3  Ainsi Céard à Zola, quelques semaines avant que le roman ne sorte en librairie : « Je lis Germinal, haché comme chair à pâté dans les feuilletons du Gil Blas : vous vous doutez bien, n'est‑ce pas, que je n'ai aucune impression de l'ensemble : mais les morceaux m'en paraissent d'une fière allure. Tout est‑il fini ? » (16 janvier 1885, Lettres inédites à Emile Zola, Nizet, 1958, p. 267). Inversement, l'article critique trouve dans le feuilleton sa forme originelle ; et c'est quand il est recueilli en volume que la lysogenèse peut se produire. D'où cette remarque d'Alexis à Zola, évoquant une conversation avec Ludovic Halévy dans laquelle il est question des chroniques dramatiques données par Zola au Bien Public : « Nous avons très longuement causé de théâtre, de vous, de vos articles du Bien Public qu'il trouve étonnants, admirables, et qu'il collectionne du premier au dernier, sûr que s'ils paraissent en volume, vous les écourterez, et désireux de les avoir tous dans leur virginité » (1er juillet 1877, « Naturalisme pas mort ». Lettres inédites de Paul Alexis à Emile Zola, University of Toronto Press, 1971, pp. 105‑106). Les destinées matérielles du feuilleton romanesque et du feuilleton critique se croisent : où le premier s'achève et se perd, le second prend forme et consistance.
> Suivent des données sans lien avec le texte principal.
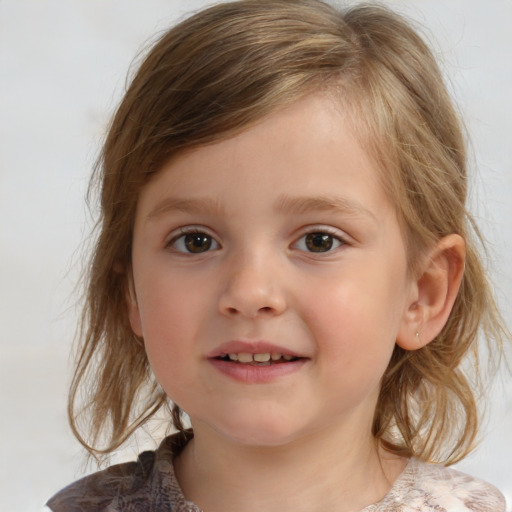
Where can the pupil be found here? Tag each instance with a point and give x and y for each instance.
(319, 242)
(197, 242)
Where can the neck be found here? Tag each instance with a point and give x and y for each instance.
(327, 471)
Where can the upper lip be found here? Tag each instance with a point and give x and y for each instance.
(250, 347)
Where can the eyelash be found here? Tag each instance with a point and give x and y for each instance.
(322, 234)
(190, 232)
(319, 235)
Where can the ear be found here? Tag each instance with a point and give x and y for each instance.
(133, 306)
(433, 293)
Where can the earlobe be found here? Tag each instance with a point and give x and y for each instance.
(435, 291)
(133, 306)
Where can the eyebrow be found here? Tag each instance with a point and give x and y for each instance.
(284, 204)
(206, 205)
(335, 204)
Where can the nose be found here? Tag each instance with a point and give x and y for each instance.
(252, 289)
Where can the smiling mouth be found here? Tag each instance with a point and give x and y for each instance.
(262, 359)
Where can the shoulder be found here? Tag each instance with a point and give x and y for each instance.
(435, 487)
(147, 484)
(99, 491)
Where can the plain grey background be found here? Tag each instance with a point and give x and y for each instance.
(62, 70)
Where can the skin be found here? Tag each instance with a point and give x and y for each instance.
(256, 200)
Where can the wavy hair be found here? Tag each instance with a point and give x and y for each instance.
(210, 77)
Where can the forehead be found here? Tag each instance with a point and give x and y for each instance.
(307, 149)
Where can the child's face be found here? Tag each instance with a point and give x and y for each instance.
(279, 241)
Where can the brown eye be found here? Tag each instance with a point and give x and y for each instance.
(197, 242)
(194, 243)
(319, 242)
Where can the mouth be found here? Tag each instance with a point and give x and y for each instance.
(256, 362)
(260, 359)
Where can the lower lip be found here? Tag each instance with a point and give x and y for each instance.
(250, 374)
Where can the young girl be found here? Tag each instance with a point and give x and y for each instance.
(285, 254)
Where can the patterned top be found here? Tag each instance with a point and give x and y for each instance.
(150, 485)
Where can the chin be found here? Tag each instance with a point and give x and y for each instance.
(258, 433)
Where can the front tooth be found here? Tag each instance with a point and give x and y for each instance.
(262, 358)
(245, 358)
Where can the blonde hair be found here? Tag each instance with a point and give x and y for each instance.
(212, 76)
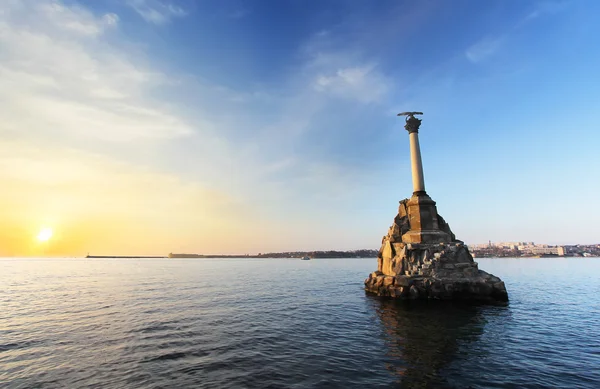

4  La traduction de Germinal publiée en 1885 comporta des modifications importantes du texte principal : conscient des contraintes que lui imposait le public allemand, Ziegler supprima plusieurs passages pour des raisons aussi bien morales que politiques. A la même époque, la version anglaise publiée dans le People subit un aménagement analogue.

5  Le passage contesté fut supprimé du feuilleton du Gil Blas et remplacé par des lignes de points de suspension, comme le voulait Zola.

6  Par ignorance linguistique, mais aussi parce que toute traduction littéraire est a priori « ethnocentrique » : sur ce sujet voir A. Berman, « Traduction ethnocentrique et traduction hypertextuelle » (L’écrit du temps, n°7, Ed. de Minuit, 1984), ainsi que L’Epreuve de l’étranger (Gallimard, 1984), étude des pratiques et théories de la traduction au XIXe siècle.

7  Cet accord de l’auteur est essentiel dans la définition de la lysogenèse ; il prend des modalités diverses, de la concession partielle (Zola face au problème que lui pose le feuilleton du Gil Blas) à la recherche d’une transformation totale (exemple de Michel Tournier passant de Vendredi ou les limbes du Pacifique à Vendredi ou la Vie sauvage).

8  Palimpsestes. La littérature au second degré, Ed. du Seuil, 1982, pp. 7‑14.